Tarin, who was recently given the helm of Pakistan’s financial matters, is due to present the budget next month.
He said in the new fiscal year, the government will set aside as much as Rs900 billion ($6 billion) for development expenditure.
According to Bloomberg, Tarin said that the economy needs to expand by 5%.
“That’s the bare minimum we need for a country this size,” he said. “There are almost 110 million youth.”
“We need 2 million jobs every year,” he said. “If we do not go into growth mode, we will have a major crisis on the streets.”
Bloomberg’s report said that Tarin’s plan, therefore features a new approach. It notes that his predecessor’s move was to lower spending so the growing deficit can be arrested. Tarin has estimated the budget deficit to be ” a little above 7% of gross domestic product in the current fiscal year through June, against 8.1% in the previous year”.
Therefore, the deficit in FY2021-22 will reduce by 1 or 1.5 percentage points.
Under the $6bn loan programme with the IMF, balancing the budget will be key for the government and Tarin has asked the Fund to ease tough conditions, the report notes.
IMF has projected 4% GDP but the government has aimed for a percentage point higher in the coming fiscal year and Tarin plans on raising it to 6% in the year after.
Tarin also told Bloomberg that he is targeting a larger tax revenue collection in FY22 — Rs6 trillion versus this year’s target of Rs4.75 tr.
“Unless we get more revenues, forget about any incentives to boost the economy.”
Speaking more about his talks with the IMF, Tarin said: “All we are saying is that we are just basically going to give them alternate ways of achieving the same objective.”
This includes a greater focus on revenue generation and reduction of energy debt.

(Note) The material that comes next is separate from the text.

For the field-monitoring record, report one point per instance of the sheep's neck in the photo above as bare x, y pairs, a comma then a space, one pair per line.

Tarin said the aim is for this programme to be “the last IMF bailout in Pakistan’s history”.
The finance minister will also be making use of $20bn in tapped funds from Asian Development Bank and World Bank.
Tech exports are planned to go up to $8bn in two years. This year they are estimated to have clocked in at $2 billion.
Pakistan will also be selling global sukuk bonds soon.